Kekerasan terhadap wartawan akhir-akhir ini marak terjadi di Indonesia. Padahal di masa sekarang, Indonesia telah masuk ke dalam masa kebebasan pers, ditandai dengan berakhirnya masa represif pemerintahan Orde Baru. Saat ini, pers di Indonesia telah memiliki kebebasan yang sangat luas dibandingkan masa Orde Baru dalam menyampaikan informasi kepada masyarakat tentang suatu peristiwa yang sedang terjadi. Namun sayangnya, lahirnya kebebasan pers ini diikuti dengan meningkatnya ancaman keamanan terhadap pekerja pers termasuk para wartawan.
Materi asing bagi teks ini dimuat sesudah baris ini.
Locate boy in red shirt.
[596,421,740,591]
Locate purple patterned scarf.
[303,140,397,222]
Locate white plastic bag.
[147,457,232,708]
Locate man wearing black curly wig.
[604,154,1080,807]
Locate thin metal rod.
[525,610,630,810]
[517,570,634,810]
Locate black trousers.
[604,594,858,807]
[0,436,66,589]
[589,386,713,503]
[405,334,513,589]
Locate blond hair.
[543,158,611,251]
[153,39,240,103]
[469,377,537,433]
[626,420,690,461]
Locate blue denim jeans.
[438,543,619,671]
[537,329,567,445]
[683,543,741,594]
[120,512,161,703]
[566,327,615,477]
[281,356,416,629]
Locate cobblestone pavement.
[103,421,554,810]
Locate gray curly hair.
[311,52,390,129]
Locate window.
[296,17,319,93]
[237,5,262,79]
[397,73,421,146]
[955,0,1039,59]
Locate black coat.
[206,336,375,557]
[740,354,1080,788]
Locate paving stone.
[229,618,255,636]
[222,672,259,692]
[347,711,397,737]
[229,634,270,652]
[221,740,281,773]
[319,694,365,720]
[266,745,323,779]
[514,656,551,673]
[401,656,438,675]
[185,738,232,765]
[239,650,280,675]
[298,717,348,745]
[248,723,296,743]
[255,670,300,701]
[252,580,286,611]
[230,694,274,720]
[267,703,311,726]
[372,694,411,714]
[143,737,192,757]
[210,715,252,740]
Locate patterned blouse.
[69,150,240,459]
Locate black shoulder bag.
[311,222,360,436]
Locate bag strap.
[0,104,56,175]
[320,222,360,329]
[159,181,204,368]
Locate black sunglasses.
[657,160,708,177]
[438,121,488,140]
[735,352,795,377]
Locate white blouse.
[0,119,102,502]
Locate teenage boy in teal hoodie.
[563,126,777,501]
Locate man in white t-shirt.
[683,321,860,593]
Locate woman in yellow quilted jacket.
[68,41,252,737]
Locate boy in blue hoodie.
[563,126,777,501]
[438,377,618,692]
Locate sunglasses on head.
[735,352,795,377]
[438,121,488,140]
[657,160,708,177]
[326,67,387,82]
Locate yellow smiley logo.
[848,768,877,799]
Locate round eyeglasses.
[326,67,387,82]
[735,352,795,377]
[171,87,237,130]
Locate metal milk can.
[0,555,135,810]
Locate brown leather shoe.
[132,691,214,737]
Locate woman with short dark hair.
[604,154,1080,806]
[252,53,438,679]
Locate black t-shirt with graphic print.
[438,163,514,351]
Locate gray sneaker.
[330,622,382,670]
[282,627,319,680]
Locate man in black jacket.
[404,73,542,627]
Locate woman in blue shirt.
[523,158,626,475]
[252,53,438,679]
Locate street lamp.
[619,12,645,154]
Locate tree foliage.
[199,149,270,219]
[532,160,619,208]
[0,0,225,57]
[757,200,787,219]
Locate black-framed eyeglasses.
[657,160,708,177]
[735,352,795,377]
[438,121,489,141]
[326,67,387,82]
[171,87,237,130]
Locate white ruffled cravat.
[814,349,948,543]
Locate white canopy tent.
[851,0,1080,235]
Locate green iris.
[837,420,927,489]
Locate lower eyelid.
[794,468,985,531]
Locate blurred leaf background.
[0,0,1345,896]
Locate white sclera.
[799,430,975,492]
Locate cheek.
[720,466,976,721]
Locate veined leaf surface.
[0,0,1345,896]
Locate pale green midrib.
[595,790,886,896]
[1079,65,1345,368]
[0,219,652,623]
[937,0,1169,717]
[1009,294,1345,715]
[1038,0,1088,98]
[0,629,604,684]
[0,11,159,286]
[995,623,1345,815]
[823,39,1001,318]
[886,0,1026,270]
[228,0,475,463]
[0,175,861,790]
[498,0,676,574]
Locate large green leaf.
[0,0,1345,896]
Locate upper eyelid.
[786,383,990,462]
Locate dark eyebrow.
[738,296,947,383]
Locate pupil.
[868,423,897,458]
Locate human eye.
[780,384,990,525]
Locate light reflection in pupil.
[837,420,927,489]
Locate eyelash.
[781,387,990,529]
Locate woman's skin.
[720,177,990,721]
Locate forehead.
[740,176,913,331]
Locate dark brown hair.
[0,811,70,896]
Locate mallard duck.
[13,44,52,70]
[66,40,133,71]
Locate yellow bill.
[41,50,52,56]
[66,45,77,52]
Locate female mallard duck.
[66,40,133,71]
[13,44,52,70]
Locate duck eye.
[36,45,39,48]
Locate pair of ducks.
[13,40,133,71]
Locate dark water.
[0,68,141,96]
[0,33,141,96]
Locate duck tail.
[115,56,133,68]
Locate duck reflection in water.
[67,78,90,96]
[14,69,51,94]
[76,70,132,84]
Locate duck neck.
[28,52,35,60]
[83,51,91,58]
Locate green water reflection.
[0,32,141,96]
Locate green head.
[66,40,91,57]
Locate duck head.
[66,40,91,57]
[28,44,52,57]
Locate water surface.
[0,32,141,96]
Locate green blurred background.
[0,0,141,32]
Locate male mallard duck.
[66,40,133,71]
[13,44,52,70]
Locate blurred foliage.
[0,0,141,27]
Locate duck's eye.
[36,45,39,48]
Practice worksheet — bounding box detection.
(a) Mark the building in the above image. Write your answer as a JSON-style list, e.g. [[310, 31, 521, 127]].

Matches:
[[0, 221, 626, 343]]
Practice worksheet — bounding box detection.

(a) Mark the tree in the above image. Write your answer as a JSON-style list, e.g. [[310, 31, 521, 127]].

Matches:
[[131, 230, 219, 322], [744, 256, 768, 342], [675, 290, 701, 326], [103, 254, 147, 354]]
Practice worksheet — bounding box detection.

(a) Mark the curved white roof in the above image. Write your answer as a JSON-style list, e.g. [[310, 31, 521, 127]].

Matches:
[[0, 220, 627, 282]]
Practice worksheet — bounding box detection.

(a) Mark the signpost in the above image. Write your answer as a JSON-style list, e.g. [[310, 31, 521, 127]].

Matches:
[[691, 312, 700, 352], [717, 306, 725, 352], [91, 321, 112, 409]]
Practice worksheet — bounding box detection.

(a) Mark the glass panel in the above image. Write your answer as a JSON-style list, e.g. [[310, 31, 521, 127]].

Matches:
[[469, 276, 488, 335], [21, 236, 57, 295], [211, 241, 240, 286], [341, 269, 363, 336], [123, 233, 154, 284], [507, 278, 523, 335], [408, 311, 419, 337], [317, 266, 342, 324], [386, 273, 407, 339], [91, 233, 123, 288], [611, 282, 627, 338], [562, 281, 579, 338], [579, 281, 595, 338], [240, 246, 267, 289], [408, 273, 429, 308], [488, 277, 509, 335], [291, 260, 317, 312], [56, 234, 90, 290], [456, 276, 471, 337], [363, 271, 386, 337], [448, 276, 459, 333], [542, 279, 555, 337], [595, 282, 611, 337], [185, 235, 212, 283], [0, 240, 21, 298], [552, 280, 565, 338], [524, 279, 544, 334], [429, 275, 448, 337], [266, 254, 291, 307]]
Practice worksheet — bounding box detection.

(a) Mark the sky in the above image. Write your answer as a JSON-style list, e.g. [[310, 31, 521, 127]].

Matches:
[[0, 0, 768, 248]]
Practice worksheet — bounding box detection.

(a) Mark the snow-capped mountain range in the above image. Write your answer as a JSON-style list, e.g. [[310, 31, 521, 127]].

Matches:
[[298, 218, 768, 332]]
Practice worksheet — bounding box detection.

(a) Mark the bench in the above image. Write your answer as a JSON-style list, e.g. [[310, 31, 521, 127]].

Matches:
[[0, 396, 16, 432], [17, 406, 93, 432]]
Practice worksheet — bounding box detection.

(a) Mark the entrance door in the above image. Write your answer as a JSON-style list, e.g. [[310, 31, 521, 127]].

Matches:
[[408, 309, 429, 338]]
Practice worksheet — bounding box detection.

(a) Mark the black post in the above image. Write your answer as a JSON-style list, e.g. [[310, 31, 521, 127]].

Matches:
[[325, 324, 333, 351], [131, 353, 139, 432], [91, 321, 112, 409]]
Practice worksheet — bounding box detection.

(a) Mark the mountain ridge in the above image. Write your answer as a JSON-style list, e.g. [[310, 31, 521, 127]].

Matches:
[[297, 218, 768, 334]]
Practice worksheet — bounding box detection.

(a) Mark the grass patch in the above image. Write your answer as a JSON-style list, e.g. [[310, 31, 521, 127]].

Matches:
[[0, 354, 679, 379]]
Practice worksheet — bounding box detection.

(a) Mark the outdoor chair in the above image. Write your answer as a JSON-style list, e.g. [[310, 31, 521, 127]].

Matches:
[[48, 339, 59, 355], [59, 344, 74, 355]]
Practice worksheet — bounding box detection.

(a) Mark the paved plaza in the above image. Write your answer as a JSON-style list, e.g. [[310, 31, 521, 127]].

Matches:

Hal ini terbukti dari semakin banyaknya kasus tindak kekerasan terhadap wartawan, padahal seharusnya dalam menjalankan tugas jurnalistik, wartawan mendapatkan perlindungan dari Undang-Undang, yaitu Undang-Undang No 40 Tahun 1999 tentang pers.

Berita mengenai tindak kekerasan memang tidak pernah ada habisnya. Selalu saja mampir di kanal berita manapun baik berita online maupun cetak. Tindak kekerasan memang tidak akan pernah bisa dibenarkan. Karena pada hakikatnya, tindak kekerasan merupakan tindakan yang melanggar hukum dan norma yang berlaku. Terlebih kekerasan terhadap pers yang mana pers memiliki payung hukum melindunginya. Meskipun profesi wartawan telah diatur dalam kode etik yang sangat ketat, serta dikukuhkan dalam Undang-Undang No 40 Tahun 1999, namun kekerasan terhadap wartawan terus terjadi. Data dari situs AJI menunjukan, kekerasan yang dialami wartawan di Indonesia masih tinggi.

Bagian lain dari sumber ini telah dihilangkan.